EVNow
Well-Known Member
Your Model 3 ASP is way too low. You're trying to shoehorn 12.1k S/X and 50.9k 3s into 3509m of revenue, which obviously doesn't fit. You need to use 4010m revenue instead. The 3509m is after a 501m reduction due an adjustment for prior period sales with Resale Value Guarantees. Similarly, you need to add back 409m of COGS. ASP/Revs should be something like:
(12,091 S/X sold - 1,260 S/X leased) * 100k S/X ASP + (50,928 Model 3s sold * 55k 3 ASP) = 4010m
I guess at 100k ASP for S/X due to massive discounting in the last month when most of the sales happened. This was partially offset by a shift in mix as they stopped making 75Ds and only sold those out of inventory.

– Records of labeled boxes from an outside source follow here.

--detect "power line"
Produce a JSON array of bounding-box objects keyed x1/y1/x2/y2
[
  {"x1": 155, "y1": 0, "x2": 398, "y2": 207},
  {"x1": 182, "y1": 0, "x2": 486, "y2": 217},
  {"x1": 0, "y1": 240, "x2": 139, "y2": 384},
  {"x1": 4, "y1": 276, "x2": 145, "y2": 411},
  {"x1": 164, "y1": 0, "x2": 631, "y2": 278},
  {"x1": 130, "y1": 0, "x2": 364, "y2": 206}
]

Yes, I missed that. So, that extra 92 million loss is actually a one time cost.
So, now I estimate the ASPs as 103k and 57k. If S&X ASP is 100k, then 3 ASP would have to be 58k. Both are quite possible, I guess.
During the ER CFO talked about ASP of 3 being low when they started SR+ but is now creeping up to 50k, where he thought it would stabilize. I've to listen to that again - may be that was just US ?
Your effective gross margin is lower than Tesla's 20.3% because they include leasing and you do not. Leasing margins are higher due to the way they calculate them. Instead of:
(sales price - COGS) / sales price
leasing gm is:
(sales price - COGS) / (sales price - residual value)
The smaller denominator makes gross margin higher. When the lease ends, if the customer buys the car Tesla recognizes the residual as both revenue and COGS. If Tesla gets the car back they recognize CPO sale price as revenue and residual as COGS (both go into Services & Other).
So, what this means the entire margin is attributed to the period of lease, rather than life of the car. Not the most conservative way to account for it, but probably closer to market reality.